OpeNLGauge: An Explainable Metric for NLG Evaluation with Open-Weights LLMs
Ivan Kartáč, Mateusz Lango, Ondřej Dušek
TL;DR
OpeNLGauge presents an open, reference-free NLG evaluation metric that provides precise error-span explanations by leveraging a two-stage ensemble of open-weight LLMs and a distilled 8B model. The framework uses synthetic data from a large array of NLG systems to train a cost-efficient evaluator (OpeNLGauge_ft) via LoRA, enabling robust cross-domain and cross-aspect generalization. Across seven meta-evaluation datasets, OpeNLGauge achieves competitive correlations with human judgments and superior explainability, outperforming several proprietary-model-based metrics on multiple tasks. The approach emphasizes reproducibility and accessibility, demonstrating practical impact for developers and researchers while acknowledging limitations such as multilingual coverage and potential biases in LLM outputs.
Abstract
Large Language Models (LLMs) have demonstrated great potential as evaluators of NLG systems, allowing for high-quality, reference-free, and multi-aspect assessments. However, existing LLM-based metrics suffer from two major drawbacks: reliance on proprietary models to generate training data or perform evaluations, and a lack of fine-grained, explanatory feedback.

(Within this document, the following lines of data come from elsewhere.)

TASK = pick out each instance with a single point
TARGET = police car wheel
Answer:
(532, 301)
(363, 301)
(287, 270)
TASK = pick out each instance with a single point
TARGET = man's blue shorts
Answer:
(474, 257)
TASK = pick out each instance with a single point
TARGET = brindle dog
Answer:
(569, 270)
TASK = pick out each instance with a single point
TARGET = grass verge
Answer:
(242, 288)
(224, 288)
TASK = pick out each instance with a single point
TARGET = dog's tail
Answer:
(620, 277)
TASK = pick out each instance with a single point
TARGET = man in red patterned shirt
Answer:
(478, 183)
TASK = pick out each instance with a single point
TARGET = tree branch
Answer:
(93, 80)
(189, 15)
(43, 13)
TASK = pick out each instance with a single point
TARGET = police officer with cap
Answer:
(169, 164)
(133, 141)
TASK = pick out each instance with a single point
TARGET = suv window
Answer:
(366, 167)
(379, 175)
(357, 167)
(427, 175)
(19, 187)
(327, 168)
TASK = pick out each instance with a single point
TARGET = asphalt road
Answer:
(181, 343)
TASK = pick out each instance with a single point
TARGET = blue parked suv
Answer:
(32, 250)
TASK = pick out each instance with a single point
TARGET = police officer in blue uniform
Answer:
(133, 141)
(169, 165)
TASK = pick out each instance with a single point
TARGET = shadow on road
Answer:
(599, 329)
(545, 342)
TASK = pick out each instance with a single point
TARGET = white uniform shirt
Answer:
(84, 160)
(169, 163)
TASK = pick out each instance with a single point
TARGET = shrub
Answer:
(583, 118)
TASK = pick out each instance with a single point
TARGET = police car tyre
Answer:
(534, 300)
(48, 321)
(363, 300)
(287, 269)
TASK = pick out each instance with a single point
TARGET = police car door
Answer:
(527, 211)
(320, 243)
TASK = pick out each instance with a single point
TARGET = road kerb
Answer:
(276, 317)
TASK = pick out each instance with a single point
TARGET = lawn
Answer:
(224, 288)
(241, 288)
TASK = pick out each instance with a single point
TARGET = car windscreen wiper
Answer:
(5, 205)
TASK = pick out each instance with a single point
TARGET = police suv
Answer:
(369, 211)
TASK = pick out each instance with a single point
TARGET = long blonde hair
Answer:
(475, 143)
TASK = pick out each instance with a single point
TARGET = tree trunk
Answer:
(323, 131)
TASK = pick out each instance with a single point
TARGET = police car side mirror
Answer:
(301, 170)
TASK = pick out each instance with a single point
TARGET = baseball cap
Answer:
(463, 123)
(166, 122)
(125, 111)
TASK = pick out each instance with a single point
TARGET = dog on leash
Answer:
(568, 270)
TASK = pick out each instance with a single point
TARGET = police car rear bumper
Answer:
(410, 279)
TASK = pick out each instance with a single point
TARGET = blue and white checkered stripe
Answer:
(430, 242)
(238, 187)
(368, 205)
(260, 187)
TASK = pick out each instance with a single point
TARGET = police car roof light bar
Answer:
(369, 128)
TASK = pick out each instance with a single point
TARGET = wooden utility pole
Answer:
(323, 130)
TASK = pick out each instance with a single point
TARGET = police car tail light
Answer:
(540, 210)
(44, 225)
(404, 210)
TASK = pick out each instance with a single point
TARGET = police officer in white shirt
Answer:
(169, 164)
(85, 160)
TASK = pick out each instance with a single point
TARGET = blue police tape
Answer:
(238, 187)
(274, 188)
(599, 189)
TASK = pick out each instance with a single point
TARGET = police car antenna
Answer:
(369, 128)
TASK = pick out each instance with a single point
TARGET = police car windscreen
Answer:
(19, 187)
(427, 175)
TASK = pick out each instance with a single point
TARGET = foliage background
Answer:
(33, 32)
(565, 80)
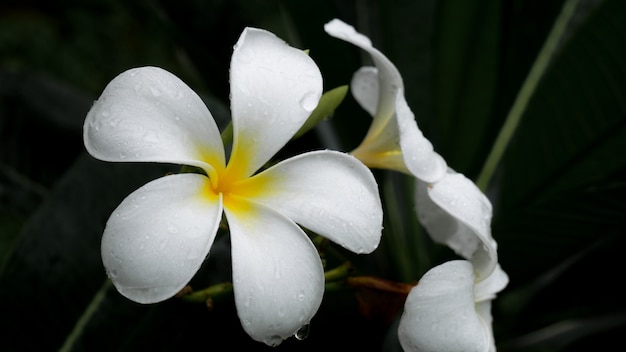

In this paper, we introduce OpeNLGauge, a fully open-source, reference-free NLG evaluation metric that provides accurate explanations based on error spans. OpeNLGauge is available as a two-stage ensemble of larger open-weight LLMs, or as a small fine-tuned evaluation model, with confirmed generalizability to unseen tasks, domains and aspects. Our extensive meta-evaluation shows that OpeNLGauge achieves competitive correlation with human judgments, outperforming state-of-the-art models on certain tasks while maintaining full reproducibility and providing explanations more than twice as accurate.